J.P. Morgan v. Obama
It isn’t that common any more to find evidence of one of the bailed-out banks making a good decision with its money in the face of government pressure. But the weekend Wall Street Journal reported on such a case. J.P. Morgan and a few other banks that lent $6.8 billion to Chrysler are resisting President Obama’s pressure to ignore their self-interest. As Journal reporters John D. Stoll, Jeffrrey McCracken, and Kate Linebaugh put it:
As holders of secured debt, they have the right to take control of Chrysler plants, brands and other assets, which were pledged as collateral for the loans, if the company files for bankruptcy protection.
The Obama administration has different plans. It wants Morgan and other banks to swap $5 billion of that debt for stock. But the banks think they can do better in a liquidation of Chrysler. The Journal reporters write:
If Chrysler were to liquidate, billions of dollars in assets would be broken up and sold, with the first-lien lenders getting first dibs. J.P Morgan and other lenders are convinced they would have higher recoveries in a liquidation, compared to what the administration is asking them to accept now, said several people familiar with their thinking.
There are at least two ironies here. First, a huge majority of commentators has been criticizing banks for the last year or so for placing bad bets. Now we have evidence that banks are trying to make a good decision and they are getting heat from the government. Will the critics of banks, many of whom were justified in their criticisms, now step forward and defend both the right of banks to make such decisions and the wisdom of such decisions?

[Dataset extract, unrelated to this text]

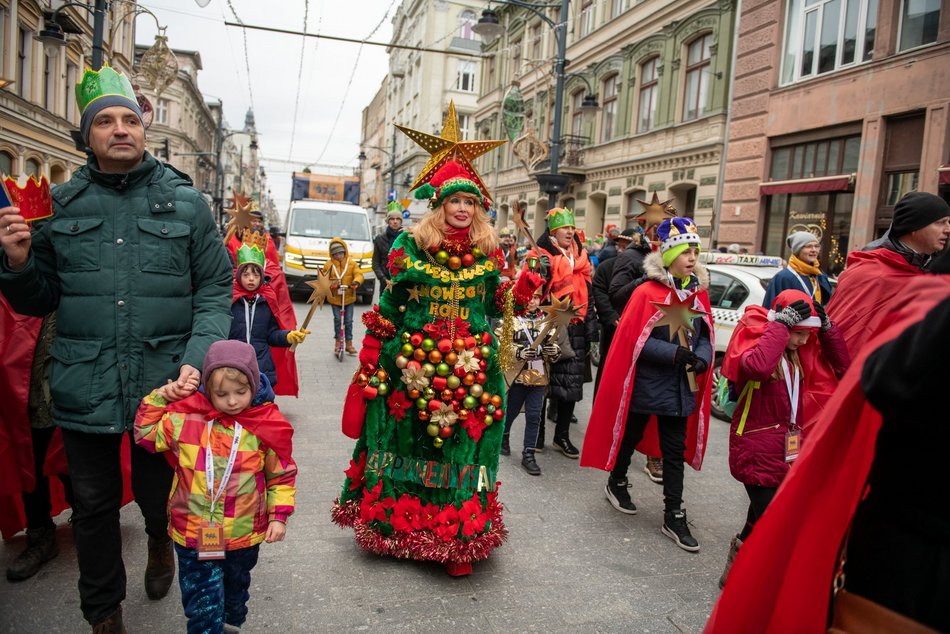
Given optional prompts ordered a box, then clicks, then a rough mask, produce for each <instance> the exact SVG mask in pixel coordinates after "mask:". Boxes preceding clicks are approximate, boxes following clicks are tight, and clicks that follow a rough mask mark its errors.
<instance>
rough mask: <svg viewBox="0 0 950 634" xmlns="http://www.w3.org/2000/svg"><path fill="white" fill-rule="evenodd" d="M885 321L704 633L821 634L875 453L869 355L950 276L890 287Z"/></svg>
mask: <svg viewBox="0 0 950 634" xmlns="http://www.w3.org/2000/svg"><path fill="white" fill-rule="evenodd" d="M895 291H896V292H895V293H894V295H892V297H891V301H892V307H891V310H890V311H889V313H888V319H887V322H886V323H885V324H884V325H883V326H882V328H881V330H879V331H878V332H877V333H870V335H869V336H868V343H867V345H866V346H864V348H863V349H862V351H861V352H860V353H859V354H858V355H857V358H856V359H855V360H854V362H853V363H852V364H851V368H850V369H849V370H848V372H847V373H846V374H845V376H844V378H842V380H841V383H840V385H839V386H838V390H837V391H836V392H835V394H834V397H833V398H832V399H831V401H829V402H828V404H827V405H826V407H825V409H824V411H823V412H822V414H821V416H820V417H819V419H818V422H817V423H816V424H815V426H814V427H813V428H812V431H811V435H810V436H809V442H807V443H805V444H804V445H803V448H802V453H801V455H800V456H799V458H798V460H797V461H796V462H795V467H794V468H793V469H792V470H791V471H789V473H788V476H786V478H785V481H784V482H783V483H782V486H781V487H780V488H779V491H778V494H777V495H776V496H775V498H774V499H773V500H772V503H771V504H770V505H769V510H768V512H767V513H766V514H765V515H763V516H762V519H760V520H759V521H758V522H757V523H756V525H755V530H754V531H753V532H752V535H750V536H749V539H748V540H746V541H745V542H744V543H743V544H742V548H740V549H739V554H738V556H737V557H736V561H735V563H734V564H733V566H732V570H731V571H730V572H729V582H728V583H727V584H726V587H725V590H723V593H722V595H721V596H720V597H719V602H718V603H717V604H716V607H715V609H714V610H713V613H712V616H711V617H710V619H709V622H708V623H707V625H706V630H705V631H706V632H707V633H710V634H711V633H716V632H722V633H723V634H735V633H737V632H738V633H744V632H756V633H758V632H769V633H770V634H784V633H786V632H787V633H788V634H793V633H794V634H800V633H802V632H815V633H819V632H820V633H824V632H825V629H826V627H827V623H826V619H827V616H828V607H829V606H828V603H829V599H830V597H831V583H832V579H833V576H834V572H835V567H836V565H837V558H838V550H839V548H840V547H841V543H842V540H843V539H844V534H845V532H846V531H847V529H848V526H849V525H850V524H851V517H852V515H853V514H854V510H855V508H856V507H857V505H858V501H859V500H860V498H861V495H862V493H863V491H864V487H865V483H866V482H867V476H868V472H869V470H870V468H871V463H872V461H873V460H874V446H875V444H876V442H877V433H878V431H879V430H880V428H881V415H880V414H878V413H877V411H876V410H874V409H873V408H872V407H871V406H870V405H869V404H868V402H867V401H866V400H865V398H864V393H863V392H862V391H861V370H862V369H863V368H864V362H865V360H866V359H867V357H868V355H869V354H870V353H871V352H873V351H874V350H876V349H877V348H878V347H880V346H881V345H882V344H884V343H886V342H888V341H890V340H891V339H893V338H894V337H896V336H897V335H899V334H900V333H901V332H903V331H904V329H905V328H907V327H908V326H910V325H912V324H914V323H916V322H918V321H920V320H921V319H923V317H924V316H925V315H926V314H927V312H928V311H929V310H930V309H931V308H933V307H934V306H935V305H936V304H938V303H939V302H941V301H942V300H944V299H945V298H947V297H948V296H950V276H947V275H944V276H931V275H928V276H926V277H921V276H920V275H919V274H918V275H917V279H915V280H911V281H910V282H908V283H906V286H905V287H903V288H900V287H896V288H895Z"/></svg>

The second irony is that so many people have blamed deregulation for the financial problems we are in. Yet one of the few deregulations that actually happened was partial repeal of Glass-Steagall so that banks could own shares in companies. (I think this was a good deregulation, although I worried at the time that deposit insurance would create moral hazard.) It is this deregulation that the Obama administration, which is touting the benefits of massive new regulation, is depending on. Without it being legal for banks to own stock (something allowed under the late 1990s deregulation), the action that the Obama administration proposes would be illegal.

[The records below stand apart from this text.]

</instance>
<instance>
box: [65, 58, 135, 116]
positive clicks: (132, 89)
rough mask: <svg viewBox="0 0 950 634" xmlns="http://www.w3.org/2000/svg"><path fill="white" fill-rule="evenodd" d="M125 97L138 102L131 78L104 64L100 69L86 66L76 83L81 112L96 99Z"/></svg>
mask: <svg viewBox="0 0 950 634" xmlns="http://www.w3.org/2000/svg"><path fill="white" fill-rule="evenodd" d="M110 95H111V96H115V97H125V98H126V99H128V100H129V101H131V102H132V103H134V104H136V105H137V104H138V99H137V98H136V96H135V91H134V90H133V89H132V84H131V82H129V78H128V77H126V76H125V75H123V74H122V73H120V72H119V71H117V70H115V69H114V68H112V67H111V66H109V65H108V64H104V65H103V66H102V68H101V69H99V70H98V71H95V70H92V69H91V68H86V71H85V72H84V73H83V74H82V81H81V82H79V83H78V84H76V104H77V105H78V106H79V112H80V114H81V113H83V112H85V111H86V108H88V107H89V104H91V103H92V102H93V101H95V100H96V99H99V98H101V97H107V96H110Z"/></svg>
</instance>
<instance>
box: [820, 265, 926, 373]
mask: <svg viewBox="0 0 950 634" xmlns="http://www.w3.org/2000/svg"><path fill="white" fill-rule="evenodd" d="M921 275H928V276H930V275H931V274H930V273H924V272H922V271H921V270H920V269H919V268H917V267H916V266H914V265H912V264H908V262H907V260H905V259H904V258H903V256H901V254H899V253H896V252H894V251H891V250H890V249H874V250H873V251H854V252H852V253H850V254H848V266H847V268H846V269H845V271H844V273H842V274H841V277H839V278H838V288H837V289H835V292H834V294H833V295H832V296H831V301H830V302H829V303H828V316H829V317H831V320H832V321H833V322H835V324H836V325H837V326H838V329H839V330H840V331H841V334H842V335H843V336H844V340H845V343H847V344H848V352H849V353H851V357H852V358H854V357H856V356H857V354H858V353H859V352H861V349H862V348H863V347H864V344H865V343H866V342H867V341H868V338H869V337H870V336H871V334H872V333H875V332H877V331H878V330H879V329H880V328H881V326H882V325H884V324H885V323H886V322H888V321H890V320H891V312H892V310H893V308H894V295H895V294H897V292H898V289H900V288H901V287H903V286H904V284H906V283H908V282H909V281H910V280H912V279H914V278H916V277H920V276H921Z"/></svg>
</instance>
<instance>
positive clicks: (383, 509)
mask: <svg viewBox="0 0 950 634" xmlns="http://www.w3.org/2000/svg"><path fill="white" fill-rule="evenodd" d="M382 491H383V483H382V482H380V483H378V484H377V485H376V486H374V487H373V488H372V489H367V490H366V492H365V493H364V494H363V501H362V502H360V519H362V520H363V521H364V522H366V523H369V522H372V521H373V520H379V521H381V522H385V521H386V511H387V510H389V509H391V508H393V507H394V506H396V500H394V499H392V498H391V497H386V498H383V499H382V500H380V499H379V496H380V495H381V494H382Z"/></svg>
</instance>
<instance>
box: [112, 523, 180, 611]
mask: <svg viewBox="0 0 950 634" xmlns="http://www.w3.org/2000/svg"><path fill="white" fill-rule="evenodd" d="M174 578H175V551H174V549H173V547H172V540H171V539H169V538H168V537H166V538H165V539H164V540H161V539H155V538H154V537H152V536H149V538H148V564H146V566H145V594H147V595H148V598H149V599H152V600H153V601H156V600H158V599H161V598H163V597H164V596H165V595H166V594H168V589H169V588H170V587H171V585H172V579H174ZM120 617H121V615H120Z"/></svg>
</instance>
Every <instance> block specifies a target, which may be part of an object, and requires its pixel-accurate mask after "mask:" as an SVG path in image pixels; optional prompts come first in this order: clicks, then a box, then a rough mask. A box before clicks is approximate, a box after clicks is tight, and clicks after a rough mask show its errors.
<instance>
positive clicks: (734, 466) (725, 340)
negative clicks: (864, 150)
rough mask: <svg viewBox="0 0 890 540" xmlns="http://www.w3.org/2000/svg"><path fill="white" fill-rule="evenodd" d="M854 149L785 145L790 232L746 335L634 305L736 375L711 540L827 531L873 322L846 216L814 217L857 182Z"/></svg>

Of course, you could argue that because the banks took the bailout money, they should just do what the government wants. But then that would give the lie to the argument that the purpose of the bailout was to get the banks back on their feet so they could make good decisions and would strengthen the argument that the real purpose of the bailout was to give the government more power so that it could politicize financial markets.